Monday, October 13, 2014

Scientists Have Biases? Say It Isn't So!

Yep.
How reliable is academic research? Not very, it seems, after noting that the Journal of Vibration and Control, a reputable academic publication, had to retract 60 different papers over the summer.

The editors concluded that Chen-Yuan Chen, a researcher in Taiwan, had created a “peer-review and citation ring.”

OK, it’s not exactly a “Sopranos” plot. But it’s pretty shady for the world of higher education. Chen went to great lengths to make up fake email addresses and even assume the names of other scientists to write approvingly of his own research.

In a sense, though, he was just exploiting the deep flaws of the peer review system. The academy has become a kind of club where friends give friends flattering assessments of research, which essentially guarantees promotions and tenure.
Sounds a lot like getting "consensus".  Sounds a lot like "global warming" or "climate change" or whatever they're calling it this week.

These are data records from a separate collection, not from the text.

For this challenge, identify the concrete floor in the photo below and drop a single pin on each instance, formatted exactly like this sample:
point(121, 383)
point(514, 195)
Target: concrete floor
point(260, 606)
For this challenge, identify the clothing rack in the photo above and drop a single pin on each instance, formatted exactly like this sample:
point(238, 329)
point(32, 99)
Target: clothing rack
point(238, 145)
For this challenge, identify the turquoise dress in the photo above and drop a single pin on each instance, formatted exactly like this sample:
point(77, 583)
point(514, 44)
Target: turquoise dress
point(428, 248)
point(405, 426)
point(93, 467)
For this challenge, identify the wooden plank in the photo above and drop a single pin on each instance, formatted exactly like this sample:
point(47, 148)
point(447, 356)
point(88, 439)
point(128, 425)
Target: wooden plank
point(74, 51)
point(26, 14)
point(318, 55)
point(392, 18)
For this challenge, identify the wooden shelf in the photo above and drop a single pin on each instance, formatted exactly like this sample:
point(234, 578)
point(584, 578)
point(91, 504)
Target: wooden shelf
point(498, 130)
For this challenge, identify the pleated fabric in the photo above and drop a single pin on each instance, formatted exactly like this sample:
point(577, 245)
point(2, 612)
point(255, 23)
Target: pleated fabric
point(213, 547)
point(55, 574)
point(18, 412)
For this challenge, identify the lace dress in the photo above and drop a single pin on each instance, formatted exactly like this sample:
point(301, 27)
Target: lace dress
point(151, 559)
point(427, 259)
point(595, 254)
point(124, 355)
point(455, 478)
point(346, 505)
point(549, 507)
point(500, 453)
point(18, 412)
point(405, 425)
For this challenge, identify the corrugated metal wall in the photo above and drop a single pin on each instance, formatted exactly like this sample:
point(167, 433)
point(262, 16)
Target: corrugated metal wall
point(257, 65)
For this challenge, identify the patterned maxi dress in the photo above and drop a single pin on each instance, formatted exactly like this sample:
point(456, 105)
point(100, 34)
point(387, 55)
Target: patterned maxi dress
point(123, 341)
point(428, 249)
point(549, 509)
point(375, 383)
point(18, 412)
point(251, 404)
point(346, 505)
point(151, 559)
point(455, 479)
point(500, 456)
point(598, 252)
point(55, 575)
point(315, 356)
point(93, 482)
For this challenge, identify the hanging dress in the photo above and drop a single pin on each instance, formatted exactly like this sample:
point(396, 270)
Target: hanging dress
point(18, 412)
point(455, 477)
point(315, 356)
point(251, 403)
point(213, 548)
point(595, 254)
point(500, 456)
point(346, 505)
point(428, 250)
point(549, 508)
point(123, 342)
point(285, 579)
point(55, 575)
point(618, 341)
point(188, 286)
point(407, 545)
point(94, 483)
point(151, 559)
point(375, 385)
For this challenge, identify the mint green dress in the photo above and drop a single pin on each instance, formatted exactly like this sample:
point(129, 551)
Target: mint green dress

Political persuasion rears its ugly head, too:
The article, whose lead author is New York University’s Jonathan Haidt, finds that academic psychology has lost nearly all of its political diversity in the last 50 years and that the validity of the discipline has been “undermined” as a result.

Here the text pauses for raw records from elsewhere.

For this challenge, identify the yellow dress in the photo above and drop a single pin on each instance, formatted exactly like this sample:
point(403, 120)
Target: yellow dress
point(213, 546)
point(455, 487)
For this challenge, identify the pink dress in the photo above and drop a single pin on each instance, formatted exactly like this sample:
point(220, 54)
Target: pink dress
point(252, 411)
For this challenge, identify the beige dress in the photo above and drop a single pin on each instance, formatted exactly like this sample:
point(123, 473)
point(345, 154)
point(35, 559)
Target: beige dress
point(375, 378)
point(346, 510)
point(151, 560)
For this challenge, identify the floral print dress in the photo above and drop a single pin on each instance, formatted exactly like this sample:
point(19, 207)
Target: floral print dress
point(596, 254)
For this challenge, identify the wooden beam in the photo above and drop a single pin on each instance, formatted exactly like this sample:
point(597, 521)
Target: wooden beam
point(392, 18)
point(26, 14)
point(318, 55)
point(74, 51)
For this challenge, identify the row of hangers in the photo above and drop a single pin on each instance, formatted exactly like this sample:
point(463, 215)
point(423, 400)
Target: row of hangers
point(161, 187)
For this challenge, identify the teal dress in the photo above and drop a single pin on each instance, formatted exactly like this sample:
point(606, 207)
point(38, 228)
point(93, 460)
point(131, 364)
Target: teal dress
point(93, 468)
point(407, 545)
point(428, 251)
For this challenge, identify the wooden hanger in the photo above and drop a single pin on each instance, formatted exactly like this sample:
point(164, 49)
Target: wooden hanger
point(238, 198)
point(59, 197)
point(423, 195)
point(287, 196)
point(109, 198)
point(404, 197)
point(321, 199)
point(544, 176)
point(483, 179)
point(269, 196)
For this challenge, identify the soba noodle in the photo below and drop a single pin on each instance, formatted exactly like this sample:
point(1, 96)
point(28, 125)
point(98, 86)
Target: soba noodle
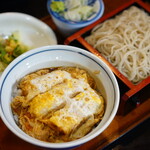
point(125, 42)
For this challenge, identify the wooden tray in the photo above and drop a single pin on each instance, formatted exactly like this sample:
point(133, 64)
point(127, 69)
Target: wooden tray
point(131, 89)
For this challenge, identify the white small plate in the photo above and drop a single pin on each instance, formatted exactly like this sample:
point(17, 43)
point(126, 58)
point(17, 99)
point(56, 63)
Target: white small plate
point(33, 32)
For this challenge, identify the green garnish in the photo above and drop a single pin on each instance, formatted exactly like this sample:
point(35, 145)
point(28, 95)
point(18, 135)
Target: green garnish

And while the authors note that greater political diversity would improve things, nonliberals face a “hostile climate and discrimination.”
To liberals, it's OK to discriminate against conservatives.  It just is.

1 comment:

allen (in Michigan) said...

If scientists didn't have biases and egos and mistresses and kids with orthodontists there wouldn't be any need for the scientific method.

Alas there is a need for the scientific method and no more a crying need then today when the unreasonable rigidity of the scientific method more and more is being "expanded" by the employment of consensus as a much more accommodating standard.